2. Not all inmates are eligible for time credits
Although the bill would create an earned time credit system for inmates to work toward an early secured release, the bill lists about 50 offenses and convictions that would disqualify inmates from being able to earn the credit.
While the 50 disqualifying offenses listed by the bill include a number of violent crimes and trafficking offenses, it did not list enough crimes to Cotton’s liking.
Cotton claims that under the bill, criminals convicted for drug-related robberies involving assault with dangerous weapons, assaulting police officers with a deadly weapon, assaulting a spouse or child resulting in bodily injury, violent carjacking or heroine and fentanyl trafficking would be eligible for earned time credits.
Although the bill doesn’t specifically list those crimes as disqualifying inmates from being able to earn time credits, the bill does require wardens and federal prison facilities to determine if the remaining inmates who have not been disqualified by the language in the bill are “minimum or low” recidivism risks.

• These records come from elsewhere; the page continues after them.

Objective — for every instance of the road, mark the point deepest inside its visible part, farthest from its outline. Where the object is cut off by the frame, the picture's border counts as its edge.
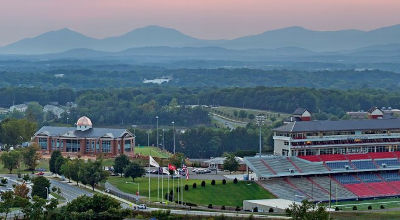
(229, 123)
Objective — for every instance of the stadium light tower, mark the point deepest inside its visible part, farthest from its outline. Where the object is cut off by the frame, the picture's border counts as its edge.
(157, 130)
(260, 120)
(173, 131)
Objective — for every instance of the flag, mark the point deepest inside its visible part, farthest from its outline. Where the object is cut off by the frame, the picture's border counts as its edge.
(171, 167)
(152, 162)
(186, 171)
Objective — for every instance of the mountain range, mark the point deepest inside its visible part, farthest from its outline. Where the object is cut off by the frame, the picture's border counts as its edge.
(291, 38)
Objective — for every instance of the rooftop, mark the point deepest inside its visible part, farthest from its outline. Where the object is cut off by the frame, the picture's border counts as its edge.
(341, 125)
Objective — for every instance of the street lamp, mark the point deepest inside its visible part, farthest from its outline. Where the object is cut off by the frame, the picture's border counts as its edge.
(260, 120)
(137, 193)
(163, 140)
(157, 130)
(173, 131)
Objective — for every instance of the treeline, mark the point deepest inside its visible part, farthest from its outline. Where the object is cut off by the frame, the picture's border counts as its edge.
(206, 142)
(83, 75)
(140, 105)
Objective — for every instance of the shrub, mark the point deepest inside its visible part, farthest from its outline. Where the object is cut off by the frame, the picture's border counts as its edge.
(4, 181)
(26, 177)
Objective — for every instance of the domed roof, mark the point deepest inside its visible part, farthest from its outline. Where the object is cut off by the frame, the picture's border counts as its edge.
(84, 121)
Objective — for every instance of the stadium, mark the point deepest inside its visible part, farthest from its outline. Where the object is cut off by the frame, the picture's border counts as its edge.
(332, 160)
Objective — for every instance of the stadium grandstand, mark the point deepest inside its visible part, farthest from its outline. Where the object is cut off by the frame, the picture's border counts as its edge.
(332, 160)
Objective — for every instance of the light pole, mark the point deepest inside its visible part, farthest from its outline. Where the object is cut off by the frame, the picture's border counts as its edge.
(163, 140)
(260, 119)
(173, 131)
(148, 138)
(157, 130)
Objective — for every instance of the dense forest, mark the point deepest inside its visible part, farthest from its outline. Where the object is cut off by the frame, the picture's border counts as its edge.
(121, 76)
(140, 105)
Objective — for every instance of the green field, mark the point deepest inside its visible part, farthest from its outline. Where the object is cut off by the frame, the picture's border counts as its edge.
(229, 112)
(229, 195)
(363, 205)
(44, 163)
(387, 215)
(153, 151)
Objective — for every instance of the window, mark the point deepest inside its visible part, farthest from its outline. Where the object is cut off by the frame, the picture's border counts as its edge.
(43, 143)
(89, 146)
(73, 146)
(127, 146)
(106, 146)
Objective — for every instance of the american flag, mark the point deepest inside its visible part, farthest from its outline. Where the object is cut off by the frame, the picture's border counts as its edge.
(186, 170)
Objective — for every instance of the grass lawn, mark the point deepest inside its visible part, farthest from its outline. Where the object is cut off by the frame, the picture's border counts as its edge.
(229, 195)
(363, 205)
(366, 215)
(44, 163)
(155, 152)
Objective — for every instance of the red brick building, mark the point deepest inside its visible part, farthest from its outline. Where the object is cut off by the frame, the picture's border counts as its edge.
(85, 140)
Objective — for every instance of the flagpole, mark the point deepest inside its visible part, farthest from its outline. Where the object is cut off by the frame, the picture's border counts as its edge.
(169, 174)
(149, 176)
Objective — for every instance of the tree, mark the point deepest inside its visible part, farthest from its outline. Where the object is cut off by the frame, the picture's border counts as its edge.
(120, 163)
(58, 164)
(40, 187)
(30, 156)
(66, 169)
(52, 162)
(16, 131)
(11, 160)
(230, 162)
(93, 173)
(177, 159)
(307, 210)
(7, 202)
(134, 170)
(21, 190)
(34, 112)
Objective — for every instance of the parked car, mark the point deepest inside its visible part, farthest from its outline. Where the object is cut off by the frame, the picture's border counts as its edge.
(142, 206)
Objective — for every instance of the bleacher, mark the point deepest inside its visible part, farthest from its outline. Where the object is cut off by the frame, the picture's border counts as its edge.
(388, 162)
(336, 188)
(339, 165)
(390, 176)
(280, 188)
(368, 177)
(346, 179)
(364, 164)
(307, 166)
(361, 190)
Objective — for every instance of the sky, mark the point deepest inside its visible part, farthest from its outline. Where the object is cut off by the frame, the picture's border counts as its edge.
(206, 19)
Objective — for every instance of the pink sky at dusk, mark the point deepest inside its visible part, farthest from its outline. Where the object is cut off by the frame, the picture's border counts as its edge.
(207, 19)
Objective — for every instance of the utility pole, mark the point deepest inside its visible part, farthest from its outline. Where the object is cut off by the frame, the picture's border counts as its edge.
(260, 120)
(173, 131)
(157, 130)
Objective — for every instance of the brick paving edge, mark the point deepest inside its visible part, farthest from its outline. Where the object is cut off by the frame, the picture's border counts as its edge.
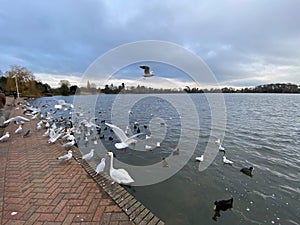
(136, 211)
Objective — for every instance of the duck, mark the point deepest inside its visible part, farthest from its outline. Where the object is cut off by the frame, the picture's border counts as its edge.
(176, 151)
(5, 137)
(100, 167)
(223, 204)
(19, 129)
(125, 141)
(66, 156)
(247, 171)
(121, 176)
(89, 155)
(200, 158)
(147, 72)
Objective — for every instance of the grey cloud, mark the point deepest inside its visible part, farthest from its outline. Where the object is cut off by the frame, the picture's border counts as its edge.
(65, 37)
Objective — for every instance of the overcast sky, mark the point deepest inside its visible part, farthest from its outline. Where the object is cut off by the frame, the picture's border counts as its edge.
(243, 42)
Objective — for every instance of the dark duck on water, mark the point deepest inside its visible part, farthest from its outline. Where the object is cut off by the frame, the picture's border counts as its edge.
(222, 205)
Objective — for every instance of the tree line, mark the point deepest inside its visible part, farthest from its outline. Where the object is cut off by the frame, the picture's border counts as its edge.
(23, 79)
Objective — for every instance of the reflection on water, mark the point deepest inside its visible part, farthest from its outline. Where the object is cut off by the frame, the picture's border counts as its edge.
(262, 131)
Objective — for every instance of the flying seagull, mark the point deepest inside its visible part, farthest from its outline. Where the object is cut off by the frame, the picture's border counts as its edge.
(125, 141)
(147, 72)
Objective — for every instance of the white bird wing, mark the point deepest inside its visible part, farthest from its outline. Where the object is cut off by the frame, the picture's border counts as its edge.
(100, 167)
(131, 139)
(17, 118)
(65, 157)
(88, 155)
(118, 131)
(121, 176)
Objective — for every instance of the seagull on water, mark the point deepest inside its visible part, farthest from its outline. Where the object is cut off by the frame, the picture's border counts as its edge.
(121, 176)
(221, 148)
(69, 144)
(125, 141)
(66, 156)
(101, 166)
(27, 133)
(227, 161)
(147, 72)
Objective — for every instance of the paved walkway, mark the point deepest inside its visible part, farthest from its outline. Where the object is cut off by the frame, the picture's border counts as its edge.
(36, 188)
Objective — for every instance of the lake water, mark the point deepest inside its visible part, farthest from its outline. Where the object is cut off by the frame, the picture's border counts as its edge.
(262, 130)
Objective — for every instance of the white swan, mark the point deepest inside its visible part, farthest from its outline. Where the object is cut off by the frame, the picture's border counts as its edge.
(125, 141)
(120, 176)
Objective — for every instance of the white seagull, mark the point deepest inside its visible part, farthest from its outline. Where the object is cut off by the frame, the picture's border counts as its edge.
(221, 148)
(66, 156)
(200, 158)
(16, 119)
(227, 161)
(101, 166)
(63, 105)
(120, 176)
(19, 129)
(69, 144)
(89, 155)
(125, 141)
(5, 137)
(147, 72)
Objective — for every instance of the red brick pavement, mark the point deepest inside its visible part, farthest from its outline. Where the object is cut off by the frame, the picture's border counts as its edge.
(36, 188)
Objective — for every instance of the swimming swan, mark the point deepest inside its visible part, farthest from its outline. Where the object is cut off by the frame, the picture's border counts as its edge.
(120, 176)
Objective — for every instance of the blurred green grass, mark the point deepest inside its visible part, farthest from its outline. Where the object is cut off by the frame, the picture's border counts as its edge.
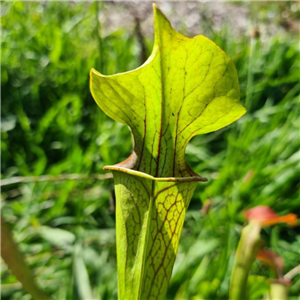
(51, 125)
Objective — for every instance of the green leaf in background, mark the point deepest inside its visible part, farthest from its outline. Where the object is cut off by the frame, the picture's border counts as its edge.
(186, 87)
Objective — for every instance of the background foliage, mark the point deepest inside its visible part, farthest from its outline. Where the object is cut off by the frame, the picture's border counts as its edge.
(51, 125)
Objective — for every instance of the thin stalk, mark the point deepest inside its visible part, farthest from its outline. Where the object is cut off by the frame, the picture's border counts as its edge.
(247, 250)
(99, 38)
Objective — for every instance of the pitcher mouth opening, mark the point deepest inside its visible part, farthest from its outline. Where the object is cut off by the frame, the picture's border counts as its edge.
(150, 177)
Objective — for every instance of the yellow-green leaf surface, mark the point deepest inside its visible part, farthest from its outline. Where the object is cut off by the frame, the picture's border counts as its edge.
(186, 87)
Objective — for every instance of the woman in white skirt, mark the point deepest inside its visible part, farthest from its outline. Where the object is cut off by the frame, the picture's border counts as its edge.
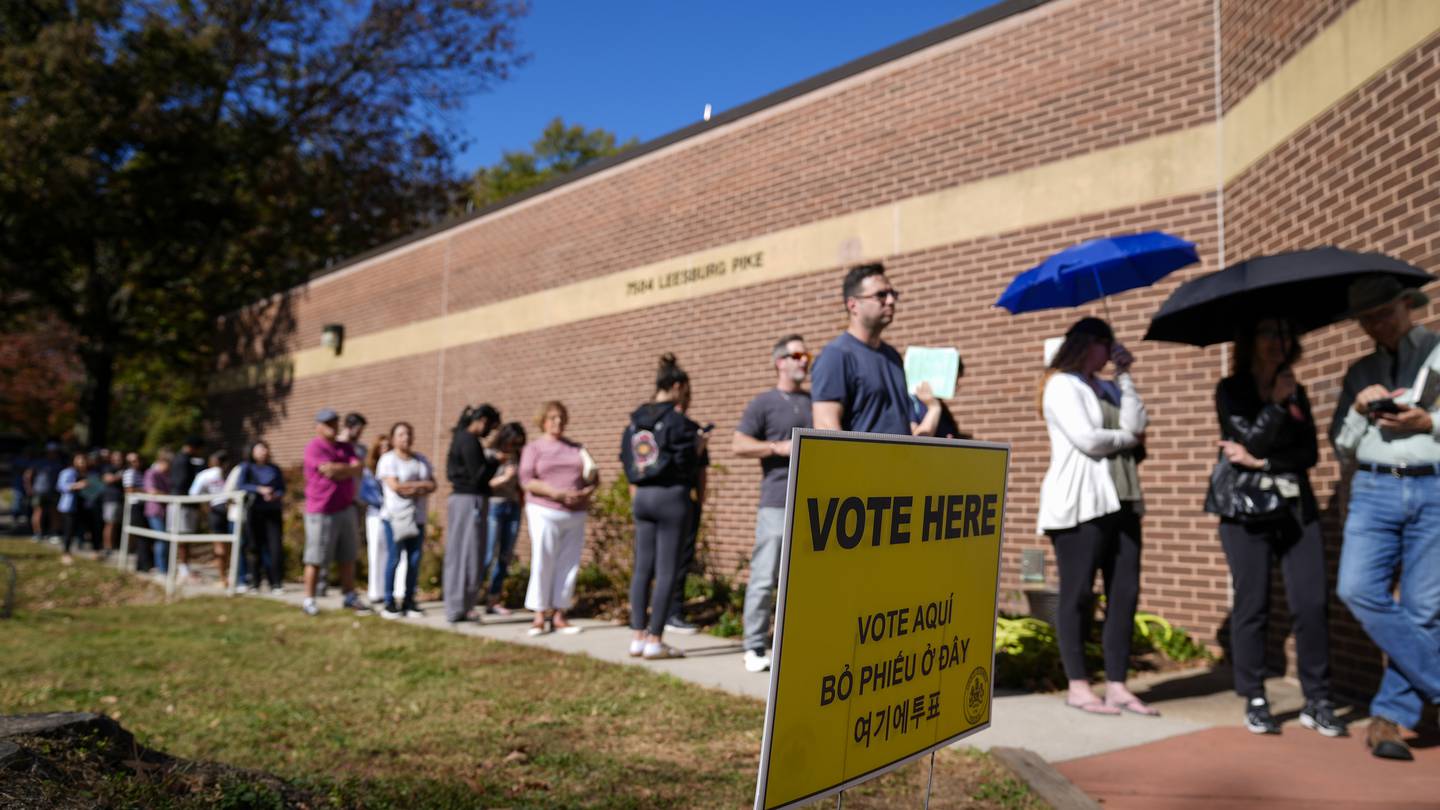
(559, 479)
(372, 495)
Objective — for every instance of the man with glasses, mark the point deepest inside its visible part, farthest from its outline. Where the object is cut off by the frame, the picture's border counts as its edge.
(860, 378)
(1394, 509)
(765, 433)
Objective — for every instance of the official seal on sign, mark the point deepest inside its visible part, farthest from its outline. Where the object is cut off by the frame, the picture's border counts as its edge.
(977, 695)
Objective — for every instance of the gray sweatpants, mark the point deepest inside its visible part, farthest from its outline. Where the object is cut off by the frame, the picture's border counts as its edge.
(765, 568)
(464, 552)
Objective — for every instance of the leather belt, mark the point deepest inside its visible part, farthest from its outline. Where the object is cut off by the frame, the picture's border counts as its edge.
(1401, 470)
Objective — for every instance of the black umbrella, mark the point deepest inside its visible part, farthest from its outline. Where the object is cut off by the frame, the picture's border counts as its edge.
(1309, 287)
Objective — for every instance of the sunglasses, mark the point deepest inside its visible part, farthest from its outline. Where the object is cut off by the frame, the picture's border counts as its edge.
(882, 296)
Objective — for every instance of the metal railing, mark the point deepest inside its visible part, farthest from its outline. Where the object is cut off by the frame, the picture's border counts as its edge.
(173, 506)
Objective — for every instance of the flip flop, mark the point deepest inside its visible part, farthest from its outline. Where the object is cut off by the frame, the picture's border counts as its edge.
(1135, 706)
(1096, 708)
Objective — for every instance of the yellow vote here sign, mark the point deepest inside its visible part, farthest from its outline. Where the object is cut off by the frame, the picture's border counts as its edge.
(884, 636)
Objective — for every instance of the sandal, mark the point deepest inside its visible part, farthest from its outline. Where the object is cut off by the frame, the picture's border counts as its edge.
(1135, 706)
(1096, 706)
(660, 652)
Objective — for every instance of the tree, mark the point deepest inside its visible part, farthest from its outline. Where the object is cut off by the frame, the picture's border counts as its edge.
(163, 163)
(559, 150)
(39, 379)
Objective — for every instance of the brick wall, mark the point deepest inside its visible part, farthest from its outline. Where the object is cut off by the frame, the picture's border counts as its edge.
(1069, 78)
(1362, 176)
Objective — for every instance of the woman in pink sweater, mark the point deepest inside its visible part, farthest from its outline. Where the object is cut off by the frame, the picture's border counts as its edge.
(559, 480)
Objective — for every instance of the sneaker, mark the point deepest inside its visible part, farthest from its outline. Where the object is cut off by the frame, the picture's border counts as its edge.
(677, 624)
(1321, 717)
(1259, 718)
(657, 652)
(1384, 741)
(756, 660)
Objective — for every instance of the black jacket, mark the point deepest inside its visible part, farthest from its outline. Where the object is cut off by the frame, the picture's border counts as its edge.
(1267, 431)
(467, 466)
(681, 443)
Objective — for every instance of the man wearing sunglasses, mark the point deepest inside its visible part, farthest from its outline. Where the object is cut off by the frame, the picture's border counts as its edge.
(765, 433)
(860, 378)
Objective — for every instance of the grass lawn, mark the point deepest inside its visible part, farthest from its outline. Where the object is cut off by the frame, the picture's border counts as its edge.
(385, 715)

“Time credits earned under this paragraph by prisoners who successfully participate in recidivism reduction programs or productive activities and who have been determined to be at minimum risk or low risk for recidivating pursuant to their last two reassessments shall be applied toward time in pre-release custody,” the bill reads.
According to Lee, those determinations would have to be made through “data-based standards developed by the attorney general and the independent commission,” Lee explained.
“Senator Cotton contends that the bill will allow dangerous criminals to win early release. As explained above, the bill categorically excludes offenders convicted of certain crimes and provides that all other offenders are eligible to earn credits only if they are deemed a minimum or low recidivism risk,” Lee explained. “Cotton dislikes this system because it reflects too much ‘faith that government bureaucrats can judge the state of a felon’s soul’ and is subject to manipulation by a future Democratic president.”
Lee stressed that legislation doesn’t call on “government bureaucrats” to judge the inmates but rather calls on law enforcement officers to make those determinations, something, Lee says, that they do “daily.”
Lee contended that similar risk assessment programs have already been implemented in states like Texas and Georgia.
“[A]nd these states are hardly the post-apocalyptic criminal hellscapes that Cotton predicts such a system would cause,” Lee stated.